In this case, we would want to report a null dereference warning. The problem is that the warning would trigger inside the body of foo(), which is synthesized, and has no valid source locations for the statements in that function body. Until recently the analyzer would just crash when this happened, but Jordan put in a stop gap fix for the BugReporter to discard such bug reports. That’s better than crashing, but obviously not what we want in the long term. Instead, we’d prefer to see something like this:

Dereference of null pull pointer (within call to function foo())

and have that diagnostic reported at the call to foo(). That’s completely doable, and necessary, but it hasn’t been implemented yet. The upshot is that if you want to use BodyFarm to provide these fake implementations of std::string methods that will only help as much as simulating behavior but you won’t be able to report bugs within those functions.

More comments inline.

Ted & Anna,

Thanks for your help.
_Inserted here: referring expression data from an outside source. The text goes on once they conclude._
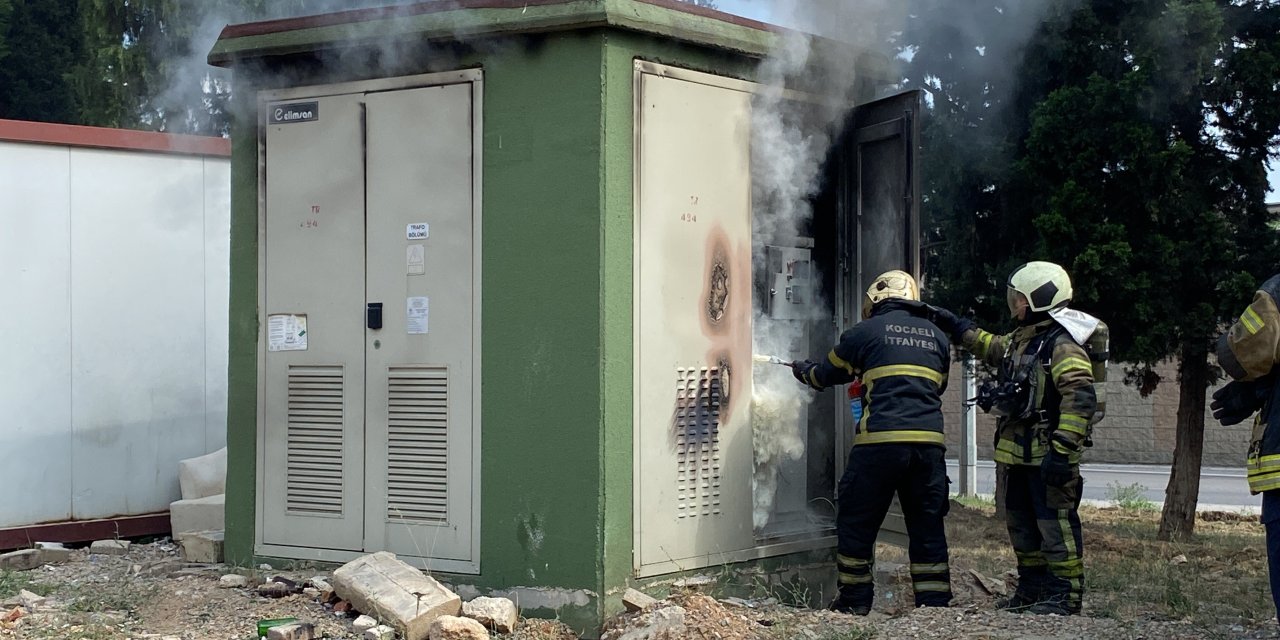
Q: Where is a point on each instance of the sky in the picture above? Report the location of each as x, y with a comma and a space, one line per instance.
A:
763, 10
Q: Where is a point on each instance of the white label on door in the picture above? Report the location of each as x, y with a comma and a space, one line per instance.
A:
417, 231
417, 312
415, 259
287, 332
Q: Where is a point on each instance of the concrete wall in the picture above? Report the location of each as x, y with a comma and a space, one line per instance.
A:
1137, 430
113, 274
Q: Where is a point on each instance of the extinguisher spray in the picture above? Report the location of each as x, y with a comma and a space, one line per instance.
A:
855, 401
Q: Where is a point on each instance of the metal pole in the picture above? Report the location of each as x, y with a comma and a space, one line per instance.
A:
969, 434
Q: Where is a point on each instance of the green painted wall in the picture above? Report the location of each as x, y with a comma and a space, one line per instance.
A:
542, 316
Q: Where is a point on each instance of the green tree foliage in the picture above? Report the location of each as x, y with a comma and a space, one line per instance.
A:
1130, 147
40, 46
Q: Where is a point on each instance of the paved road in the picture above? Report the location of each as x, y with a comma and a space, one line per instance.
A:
1221, 488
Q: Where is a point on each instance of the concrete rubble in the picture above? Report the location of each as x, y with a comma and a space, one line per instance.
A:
394, 593
452, 627
110, 547
204, 547
638, 600
496, 613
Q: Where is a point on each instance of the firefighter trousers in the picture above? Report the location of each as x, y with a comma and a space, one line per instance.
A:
918, 475
1045, 529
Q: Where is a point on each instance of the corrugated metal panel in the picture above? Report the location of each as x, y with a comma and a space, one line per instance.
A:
315, 440
417, 448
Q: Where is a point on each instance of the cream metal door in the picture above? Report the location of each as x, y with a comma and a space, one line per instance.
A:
314, 261
420, 362
693, 324
369, 438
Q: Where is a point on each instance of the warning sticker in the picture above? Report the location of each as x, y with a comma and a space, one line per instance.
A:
417, 312
287, 332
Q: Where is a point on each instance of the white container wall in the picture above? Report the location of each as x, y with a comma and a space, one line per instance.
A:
114, 255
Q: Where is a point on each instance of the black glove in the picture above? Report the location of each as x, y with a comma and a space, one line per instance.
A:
801, 369
1055, 469
1235, 402
951, 324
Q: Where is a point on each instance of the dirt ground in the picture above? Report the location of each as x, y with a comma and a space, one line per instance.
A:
1138, 588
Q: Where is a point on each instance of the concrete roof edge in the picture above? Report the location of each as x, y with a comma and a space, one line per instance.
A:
464, 19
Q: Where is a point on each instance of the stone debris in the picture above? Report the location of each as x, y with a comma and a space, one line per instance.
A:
494, 613
293, 631
22, 560
452, 627
638, 600
380, 632
110, 547
54, 553
991, 585
202, 547
394, 593
364, 624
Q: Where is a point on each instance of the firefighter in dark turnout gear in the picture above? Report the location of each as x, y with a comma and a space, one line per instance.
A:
1045, 402
1249, 352
903, 360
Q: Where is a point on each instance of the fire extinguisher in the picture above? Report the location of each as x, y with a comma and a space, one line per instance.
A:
855, 402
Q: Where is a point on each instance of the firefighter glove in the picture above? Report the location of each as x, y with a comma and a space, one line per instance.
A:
1055, 469
951, 324
803, 370
1235, 402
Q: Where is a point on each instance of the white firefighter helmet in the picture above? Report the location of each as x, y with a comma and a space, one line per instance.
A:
890, 284
1045, 284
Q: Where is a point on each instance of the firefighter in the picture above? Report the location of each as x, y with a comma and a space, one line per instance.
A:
903, 361
1045, 402
1249, 352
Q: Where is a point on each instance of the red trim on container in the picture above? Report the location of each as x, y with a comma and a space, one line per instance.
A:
85, 530
100, 137
353, 16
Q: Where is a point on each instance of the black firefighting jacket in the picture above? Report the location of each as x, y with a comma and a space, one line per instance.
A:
903, 360
1251, 352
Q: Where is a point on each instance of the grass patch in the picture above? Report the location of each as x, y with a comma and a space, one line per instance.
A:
14, 581
1129, 575
1129, 497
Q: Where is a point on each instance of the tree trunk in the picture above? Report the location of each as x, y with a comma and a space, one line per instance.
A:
1178, 519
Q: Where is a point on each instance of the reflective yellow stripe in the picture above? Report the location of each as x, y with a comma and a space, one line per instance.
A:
1253, 321
839, 361
1070, 362
913, 370
937, 567
845, 561
913, 437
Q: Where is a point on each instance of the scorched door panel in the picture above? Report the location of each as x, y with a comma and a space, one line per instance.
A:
420, 362
694, 323
312, 329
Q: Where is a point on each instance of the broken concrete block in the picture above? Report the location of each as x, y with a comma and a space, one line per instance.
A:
364, 624
202, 476
110, 548
54, 552
452, 627
22, 560
295, 631
197, 515
394, 593
496, 613
638, 600
380, 632
202, 547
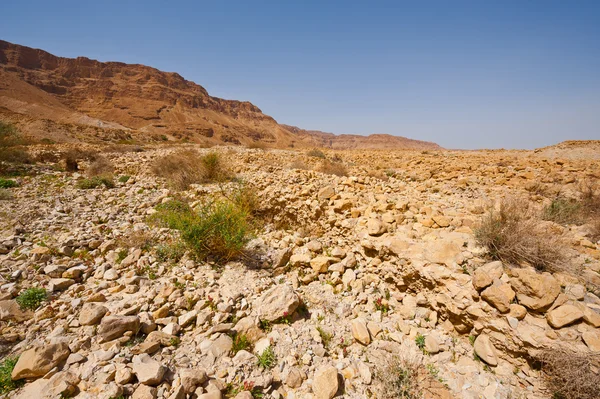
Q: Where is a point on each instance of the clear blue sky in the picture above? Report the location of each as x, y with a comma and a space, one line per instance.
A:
465, 74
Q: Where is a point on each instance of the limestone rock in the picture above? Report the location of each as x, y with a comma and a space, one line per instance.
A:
113, 327
91, 313
147, 370
325, 382
485, 275
535, 291
277, 302
360, 332
499, 296
564, 315
37, 361
485, 350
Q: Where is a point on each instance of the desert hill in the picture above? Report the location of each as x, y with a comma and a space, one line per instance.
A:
81, 99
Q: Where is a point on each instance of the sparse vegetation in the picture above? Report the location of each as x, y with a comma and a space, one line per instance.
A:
6, 382
513, 234
100, 167
400, 378
95, 182
267, 359
219, 228
333, 168
240, 342
32, 298
570, 374
186, 167
7, 183
316, 153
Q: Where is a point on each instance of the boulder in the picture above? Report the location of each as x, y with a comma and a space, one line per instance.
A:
325, 382
485, 275
192, 378
564, 315
485, 350
499, 295
91, 313
277, 302
113, 327
10, 310
535, 291
38, 361
360, 332
147, 370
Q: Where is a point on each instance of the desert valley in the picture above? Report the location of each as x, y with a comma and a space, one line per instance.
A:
158, 242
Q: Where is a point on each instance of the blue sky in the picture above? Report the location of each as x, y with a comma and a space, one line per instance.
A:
465, 74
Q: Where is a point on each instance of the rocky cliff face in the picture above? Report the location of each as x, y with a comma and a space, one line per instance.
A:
141, 102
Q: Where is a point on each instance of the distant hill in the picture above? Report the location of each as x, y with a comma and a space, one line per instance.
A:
79, 99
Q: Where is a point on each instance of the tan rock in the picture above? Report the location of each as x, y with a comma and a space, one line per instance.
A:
499, 296
485, 350
442, 252
375, 227
360, 332
564, 315
535, 291
113, 327
147, 370
485, 275
144, 392
91, 313
279, 301
517, 311
36, 362
592, 340
325, 382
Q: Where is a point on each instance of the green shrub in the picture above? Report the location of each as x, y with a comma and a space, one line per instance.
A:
267, 359
95, 182
316, 153
6, 183
31, 298
220, 229
6, 382
240, 342
562, 211
513, 234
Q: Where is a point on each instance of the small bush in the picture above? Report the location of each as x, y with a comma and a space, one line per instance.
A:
100, 166
187, 167
95, 182
220, 229
401, 378
32, 298
267, 359
5, 194
6, 382
333, 168
240, 342
514, 235
316, 154
571, 375
6, 183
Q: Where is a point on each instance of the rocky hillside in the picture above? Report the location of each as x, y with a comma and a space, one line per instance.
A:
81, 99
366, 285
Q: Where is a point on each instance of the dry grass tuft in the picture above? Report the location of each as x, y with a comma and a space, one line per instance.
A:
333, 168
186, 167
514, 234
571, 375
100, 167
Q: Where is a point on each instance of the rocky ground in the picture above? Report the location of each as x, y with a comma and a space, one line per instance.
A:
347, 274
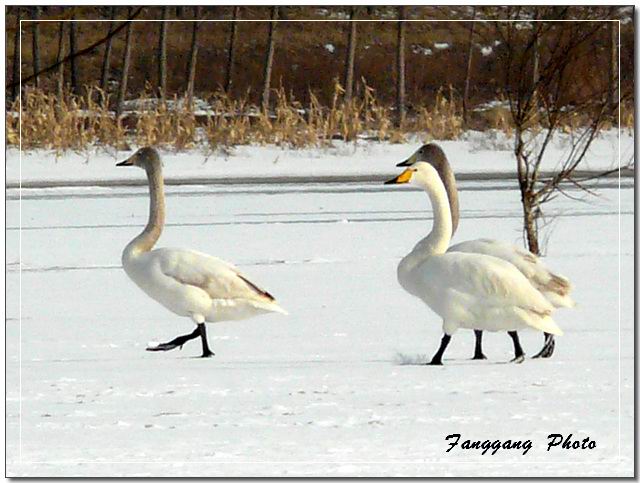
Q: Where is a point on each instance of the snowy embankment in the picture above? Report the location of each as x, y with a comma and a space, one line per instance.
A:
476, 153
329, 390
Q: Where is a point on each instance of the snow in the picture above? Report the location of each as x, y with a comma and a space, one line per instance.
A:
332, 389
487, 50
490, 152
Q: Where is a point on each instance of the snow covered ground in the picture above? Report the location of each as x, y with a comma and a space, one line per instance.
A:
476, 153
330, 389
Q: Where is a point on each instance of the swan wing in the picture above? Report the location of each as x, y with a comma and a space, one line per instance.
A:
488, 280
219, 279
554, 287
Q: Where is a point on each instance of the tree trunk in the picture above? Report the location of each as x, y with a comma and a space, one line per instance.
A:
232, 52
613, 71
268, 63
125, 69
162, 54
34, 43
531, 221
351, 57
73, 47
467, 77
400, 77
106, 60
193, 57
60, 76
16, 58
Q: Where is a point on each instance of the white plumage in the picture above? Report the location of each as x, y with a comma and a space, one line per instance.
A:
188, 283
555, 288
196, 285
468, 290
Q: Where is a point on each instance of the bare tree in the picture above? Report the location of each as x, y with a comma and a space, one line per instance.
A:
60, 56
232, 49
613, 69
162, 54
15, 76
122, 92
268, 63
193, 56
467, 77
106, 59
541, 106
35, 47
400, 75
351, 56
73, 47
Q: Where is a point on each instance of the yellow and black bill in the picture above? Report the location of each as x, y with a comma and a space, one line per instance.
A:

Over the weekend, I dug in and studied more about how clang and the analyzer work, and how the BodyFarm fits into it all. I was able to adjust BodyFarm to let me generate bodies for std::basic_string methods, and I have generated a few bodies just to prove I made it work. I know this doesnt sound like much, but it took me some study and trial-error, as I’m still learning how all this works. :slight_smile:

Now I’m ready to start implementing the “real” fake bodies. Here’s a rough idea of what I think this could look like:

void basic_string::clear() {

hook_invalidate_iterators();
hook_set_content(0, “”); // size, dummy pointer
}

basic_string& operator=(basic_string&& str)
{
hook_invalidate_iterators();
hook_set_content(str.size(), str.data());
str.clear();
return *this;
}

size_type basic_string::size() const
{
return hook_get_size();
}

const_pointer basic_string::data() const
{
return hook_get_data();
}

Where each of the “hook_” functions are basic primitives that would get trapped by the respective Checkers (eg, iterator validation checker, out-of-bounds checker).

This is an interesting design. I really like using the hooks to extend functionality. It’s an unexplored space right now, but I think it is worth a shot.

A few caveats:

(1) This is all subject to further design refinement as we explore this design.
(2) There is a potential layering problem here between BodyFarm, which doesn’t know about your checker, and the checker itself. Ideally the fake function bodies should probably come from code that also provides the hooks, so that it is all self-consistent. Moreover, we’d like a design where the analyzer truly can be made extensible via this approach without the fake function bodies coming from one place.

That said, #2 is a layering problem that I don’t want to block your initial prototyping work. We can figure that out as we go. What I do ask is that you guard the synthesized string bodies under an analyzer configuration variable so that they aren’t synthesized unless the configuration option is passed to the analyzer. This allows you to have a playground to try out this new approach without disrupting the current analyzer functionality.

Does that sound like a reasonable approach? It would mean creating fake CXXMethodDecl (or maybe FunctionDecl that explicitly take ‘this’) that dont really anchor into the actual source, but as far as I can tell, the analyzer core wont care.

It sounds like a great approach, but there are many details to figure out. As I pointed out, the analyzer does care about the fact that the source locations are bogus, but we can also fix that as well over time.